Proof : Derivative of the trace of a function

109 Views Asked by At

I've come across the identity \begin{equation} \frac{\partial \text{Tr} \{F[M(x)]\}}{\partial M(x)} = F'[M(x)]^T \end{equation} where F' is the scalar derivative of F but I've never seen the proof of it.
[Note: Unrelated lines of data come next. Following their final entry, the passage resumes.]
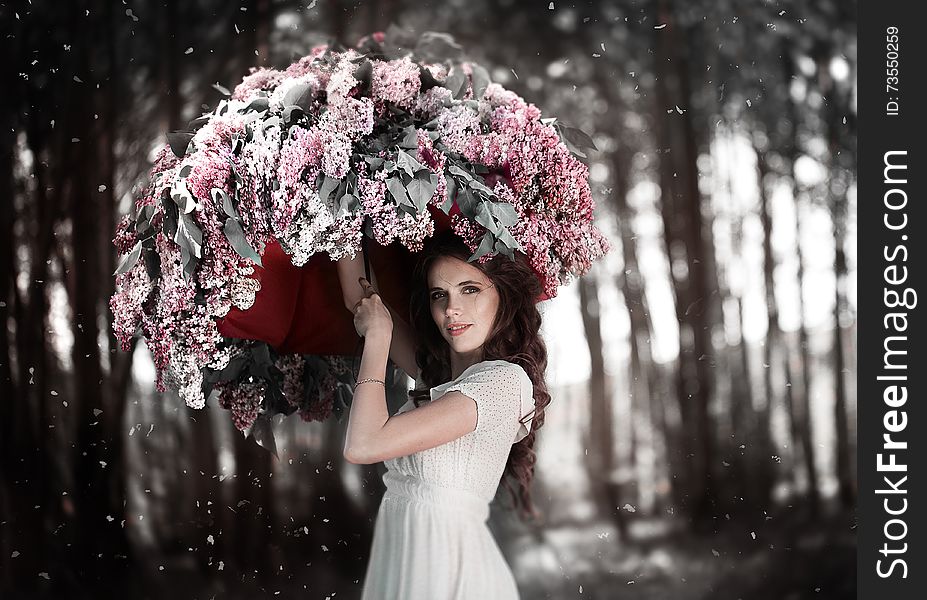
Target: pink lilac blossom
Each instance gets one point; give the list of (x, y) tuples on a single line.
[(259, 80), (456, 126), (435, 160), (531, 169), (397, 81), (244, 401), (126, 237), (132, 291), (429, 104), (318, 406), (293, 368)]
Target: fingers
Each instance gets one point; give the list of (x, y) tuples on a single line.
[(369, 292), (367, 286)]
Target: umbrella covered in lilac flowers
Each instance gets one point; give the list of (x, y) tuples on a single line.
[(228, 268)]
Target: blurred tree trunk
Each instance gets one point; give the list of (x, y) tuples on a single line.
[(102, 547), (254, 504), (207, 491), (600, 462), (688, 252), (773, 345), (756, 437), (802, 404), (12, 405), (169, 30), (837, 202), (643, 384)]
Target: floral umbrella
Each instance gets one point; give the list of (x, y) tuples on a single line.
[(228, 268)]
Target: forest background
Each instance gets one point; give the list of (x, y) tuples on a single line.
[(701, 437)]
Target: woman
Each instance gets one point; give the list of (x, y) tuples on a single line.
[(478, 361)]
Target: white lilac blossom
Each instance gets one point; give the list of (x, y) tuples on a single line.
[(307, 158)]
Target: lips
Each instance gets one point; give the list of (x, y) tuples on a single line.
[(456, 330)]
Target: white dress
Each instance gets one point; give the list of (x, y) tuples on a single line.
[(431, 541)]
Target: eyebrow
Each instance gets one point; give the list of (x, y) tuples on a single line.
[(462, 283)]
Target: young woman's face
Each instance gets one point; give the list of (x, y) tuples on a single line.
[(463, 303)]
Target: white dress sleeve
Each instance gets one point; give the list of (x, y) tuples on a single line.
[(503, 395)]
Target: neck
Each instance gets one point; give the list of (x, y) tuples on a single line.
[(461, 362)]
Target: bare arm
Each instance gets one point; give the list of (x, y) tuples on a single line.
[(373, 436), (402, 347)]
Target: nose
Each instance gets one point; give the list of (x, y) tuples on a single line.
[(453, 306)]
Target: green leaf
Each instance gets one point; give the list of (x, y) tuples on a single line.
[(456, 82), (299, 95), (455, 170), (480, 80), (407, 163), (421, 192), (218, 195), (484, 248), (169, 225), (263, 433), (347, 204), (179, 140), (239, 242), (257, 105), (410, 138), (506, 238), (329, 185), (467, 202), (189, 262), (484, 217), (127, 262), (504, 212), (476, 184), (152, 263), (188, 236), (269, 122), (398, 191), (449, 194), (375, 162), (291, 114)]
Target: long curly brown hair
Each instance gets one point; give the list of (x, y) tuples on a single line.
[(514, 337)]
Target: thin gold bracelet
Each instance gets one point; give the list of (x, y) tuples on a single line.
[(370, 380)]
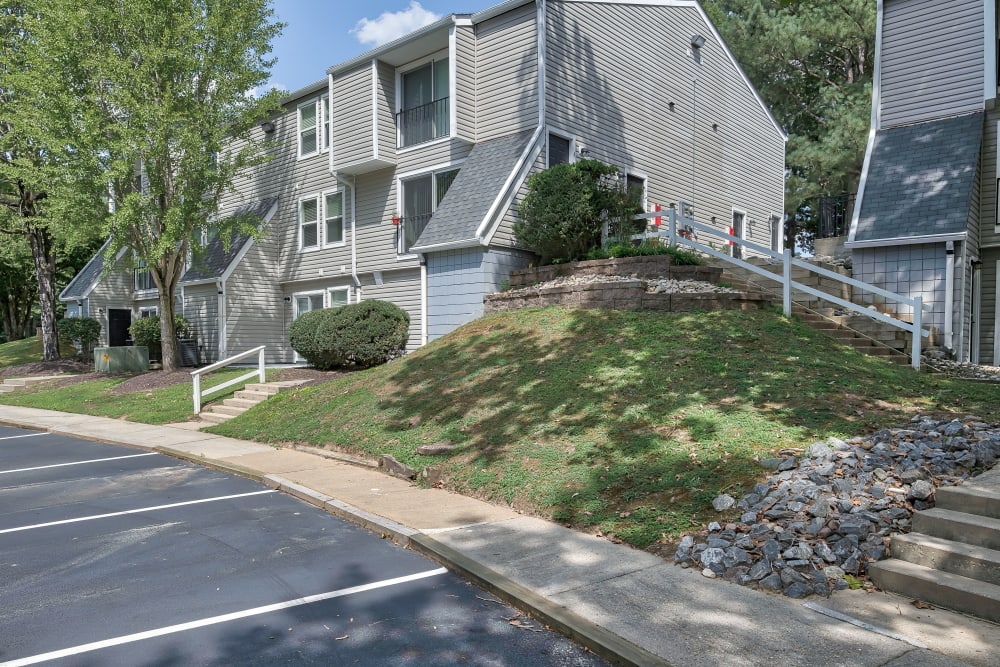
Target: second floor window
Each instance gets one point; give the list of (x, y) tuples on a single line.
[(425, 113), (314, 126)]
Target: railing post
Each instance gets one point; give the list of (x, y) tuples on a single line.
[(918, 331), (786, 282)]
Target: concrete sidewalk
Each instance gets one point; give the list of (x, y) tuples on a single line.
[(627, 605)]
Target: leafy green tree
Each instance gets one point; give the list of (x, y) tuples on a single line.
[(813, 62), (49, 195), (169, 87)]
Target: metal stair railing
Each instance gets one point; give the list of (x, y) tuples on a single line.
[(196, 375), (915, 328)]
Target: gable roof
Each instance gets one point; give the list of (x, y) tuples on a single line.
[(86, 278), (216, 258), (480, 181), (920, 181)]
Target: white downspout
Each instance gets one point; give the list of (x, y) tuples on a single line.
[(949, 297)]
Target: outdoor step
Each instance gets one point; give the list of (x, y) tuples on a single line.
[(240, 403), (227, 410), (966, 560), (958, 526), (971, 498), (945, 589)]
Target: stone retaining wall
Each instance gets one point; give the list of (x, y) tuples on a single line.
[(653, 266)]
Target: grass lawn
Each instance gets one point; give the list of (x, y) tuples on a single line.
[(102, 397), (621, 423)]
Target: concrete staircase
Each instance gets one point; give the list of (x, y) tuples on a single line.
[(864, 334), (13, 384), (245, 399), (952, 557)]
Does somebody know how to do it or have a reference?

1

There are 1 best solutions below

0
On BEST ANSWER

$ \def\a{\alpha}\def\b{\beta} \def\o{{\tt1}}\def\p{\partial} \def\L{\left}\def\R{\right} \def\LR#1{\L(#1\R)}\def\BR#1{\Big(#1\Big)} \def\trace#1{\operatorname{Tr}\LR{#1}} \def\qiq{\quad\implies\quad} \def\grad#1#2{\frac{\p #1}{\p #2}} \def\c#1{\color{red}{#1}} $Write the Taylor series of a function of a scalar variable $x$ and its derivative $$\eqalign{ F(x) &= \sum_{k=0}^\infty \a_kx^k, \qquad F'(x) &= \sum_{k=0}^\infty (k\a_k)x^{k-1} \\ }$$ Apply the function to a matrix argument $X$ and take the trace $$\eqalign{ \phi &= \trace{F(X)} \;=\; I:\LR{\sum_{k=0}^\infty \a_kX^k} \\ }$$ Then calculate its differential and gradient $$\eqalign{ d\phi &= I:\LR{\sum_{k=0}^\infty\a_k\;\c{dX^{k}}} \\ &= I:\LR{\sum_{k=0}^\infty\a_k\;\c{\sum_{j=\o}^k X^{j-\o}dX\;X^{k-j}}} \\ &= \LR{\sum_{k=0}^\infty\a_k\;\sum_{j=\o}^k\LR{X^{j-\o}}^TI\;\LR{X^{k-j}}^T}:dX \\ &= \LR{\sum_{k=0}^\infty\a_k\,\LR{k X^{k-\o}}}^T:dX \\ &= F'(X)^T:dX \\ \grad{\phi}{X} &= F'(X)^T \\\\ }$$


In the preceding, a colon is used as a convenient product notation for the trace, e.g. $$\eqalign{ A:B &= \sum_{i=1}^m\sum_{j=1}^n A_{ij}B_{ij} \;=\; \trace{A^TB} \\ A:A &= \big\|A\big\|^2_F \\ I:B &= \trace{I^TB} \;=\; \trace{B} \\ }$$ The properties of the underlying trace function allow the terms in such a product to be rearranged in many different but equivalent ways, e.g. $$\eqalign{ A:B &= B:A \\ A:B &= A^T:B^T \\ C:AB &= CB^T:A = A^TC:B \\ }$$